Your House Is For Sale, You Just Don't Know it Yet
NEW YORK (TheStreet) -- Chris Lichon found her "dream" starter home as she was driving around Rutherford County, Tenn. one fine spring day. The house was on about an acre of ground, on a dead-end street, with a big pasture beside it that she could rent for her horse. It was perfect, she thought, except for one small detail. The house was not for sale.
Lichon had already been house hunting for four months when she came across the 1970s ranch-style home. So when she found what she was looking for, her trusted real estate agent didn't think twice about knocking on the door and asking the question, "Would you consider selling your home?"

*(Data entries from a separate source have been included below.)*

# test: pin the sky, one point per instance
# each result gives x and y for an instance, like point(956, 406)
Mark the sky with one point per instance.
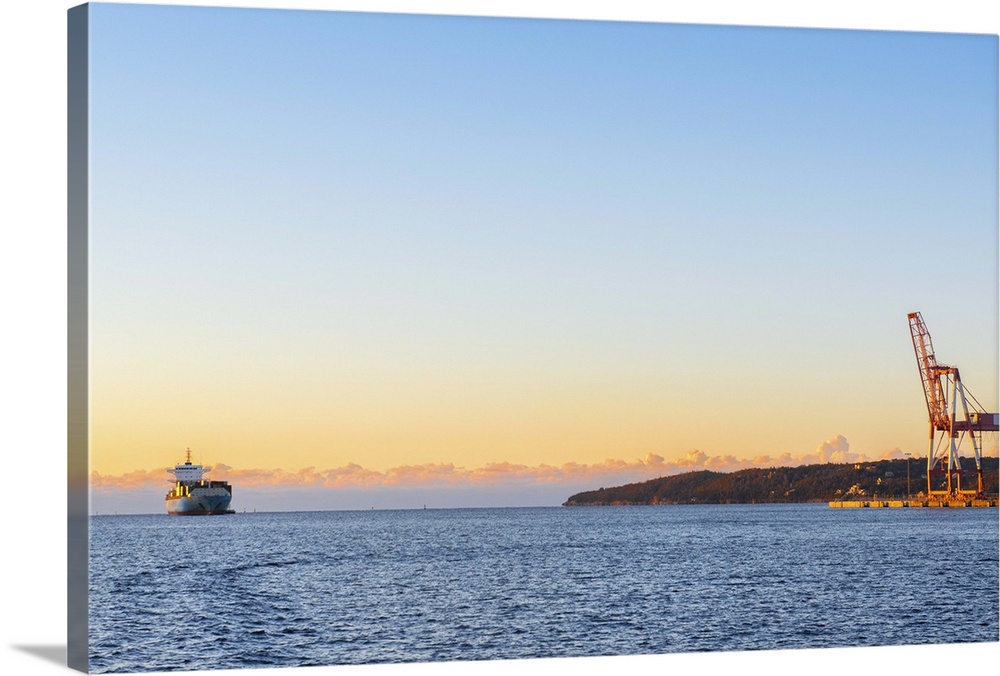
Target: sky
point(358, 260)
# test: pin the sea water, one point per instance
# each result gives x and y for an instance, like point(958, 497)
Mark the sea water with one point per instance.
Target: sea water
point(324, 588)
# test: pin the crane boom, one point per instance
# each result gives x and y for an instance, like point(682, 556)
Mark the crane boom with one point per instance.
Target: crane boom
point(930, 372)
point(943, 413)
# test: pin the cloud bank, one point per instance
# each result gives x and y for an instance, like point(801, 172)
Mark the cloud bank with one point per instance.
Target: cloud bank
point(448, 475)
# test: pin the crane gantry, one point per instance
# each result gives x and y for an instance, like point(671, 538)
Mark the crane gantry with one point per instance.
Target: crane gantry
point(944, 393)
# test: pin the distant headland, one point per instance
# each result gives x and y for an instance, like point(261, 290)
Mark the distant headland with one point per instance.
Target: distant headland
point(806, 483)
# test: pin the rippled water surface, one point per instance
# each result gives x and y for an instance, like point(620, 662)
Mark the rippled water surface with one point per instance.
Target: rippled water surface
point(320, 588)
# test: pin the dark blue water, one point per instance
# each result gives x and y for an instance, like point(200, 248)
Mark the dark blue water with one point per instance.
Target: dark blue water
point(322, 588)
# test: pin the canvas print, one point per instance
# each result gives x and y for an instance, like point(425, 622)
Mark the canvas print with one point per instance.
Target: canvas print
point(413, 338)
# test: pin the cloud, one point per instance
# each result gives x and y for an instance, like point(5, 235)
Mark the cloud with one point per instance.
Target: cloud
point(608, 473)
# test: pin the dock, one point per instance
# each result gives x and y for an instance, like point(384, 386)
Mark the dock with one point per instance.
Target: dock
point(960, 503)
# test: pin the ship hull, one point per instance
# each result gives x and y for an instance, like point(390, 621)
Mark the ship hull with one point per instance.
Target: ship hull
point(201, 502)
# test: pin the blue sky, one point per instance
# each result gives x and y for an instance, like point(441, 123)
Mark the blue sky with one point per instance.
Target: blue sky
point(439, 235)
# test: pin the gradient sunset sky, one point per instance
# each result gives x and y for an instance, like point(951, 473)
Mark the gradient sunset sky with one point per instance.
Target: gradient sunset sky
point(503, 260)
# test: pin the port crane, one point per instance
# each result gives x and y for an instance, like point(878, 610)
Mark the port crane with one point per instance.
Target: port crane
point(945, 394)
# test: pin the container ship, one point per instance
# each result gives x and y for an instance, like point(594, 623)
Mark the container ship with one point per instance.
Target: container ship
point(194, 496)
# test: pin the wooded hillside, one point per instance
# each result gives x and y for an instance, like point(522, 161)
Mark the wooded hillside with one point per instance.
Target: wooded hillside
point(807, 483)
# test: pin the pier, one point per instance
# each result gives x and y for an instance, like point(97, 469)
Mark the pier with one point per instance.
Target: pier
point(921, 502)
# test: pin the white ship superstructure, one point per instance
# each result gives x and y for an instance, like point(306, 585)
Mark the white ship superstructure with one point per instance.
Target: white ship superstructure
point(193, 495)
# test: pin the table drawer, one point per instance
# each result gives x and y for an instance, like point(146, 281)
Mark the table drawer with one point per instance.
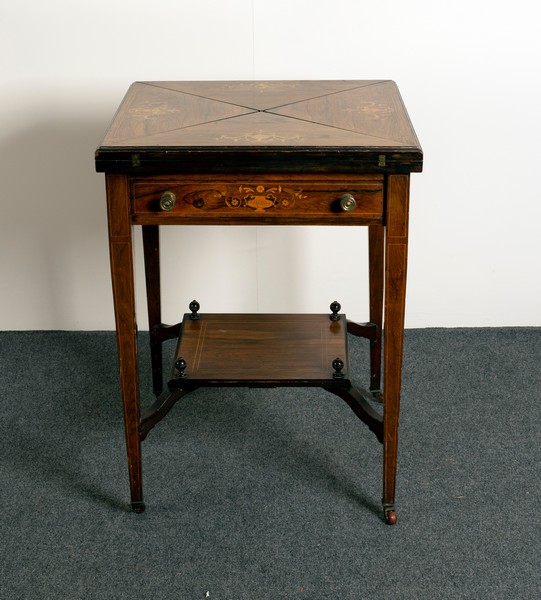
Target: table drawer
point(272, 199)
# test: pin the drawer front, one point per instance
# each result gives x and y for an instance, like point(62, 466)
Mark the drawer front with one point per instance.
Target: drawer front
point(264, 200)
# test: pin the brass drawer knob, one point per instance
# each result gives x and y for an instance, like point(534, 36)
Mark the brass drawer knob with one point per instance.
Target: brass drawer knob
point(167, 201)
point(347, 203)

To Lichon's surprise, the homeowners said yes. "They just asked us to give them a half hour to tidy up and then they showed us around the house," she said. Save for a few places that needed additional insulation, she found the three-bedroom, one-bath home to be well maintained.
As luck would have it, the owners were a growing family of seven who had long thought about moving to a larger place. They named their price, Lichon found it fair, and just like that, the house was sold.
The lesson in this story: When buying a home, don't just rely on a real estate listing or a "For Sale" sign. Trust your instincts and let your realtor do the dirty work for you.
Joshua Baris, a real estate agent for Coldwell Banker in Northern New Jersey, recently had to knock on an unsuspecting homeowner's door for his client who wanted a specific three-bedroom luxury condo in West New York, N.J. His bold step resulted in a successful sale.
"If you want to succeed in this market, you really have to be aggressive and creative," said Baris. Not only is he going house-to-house, he's also sending out letters to owners of unlisted homes on behalf of his clients.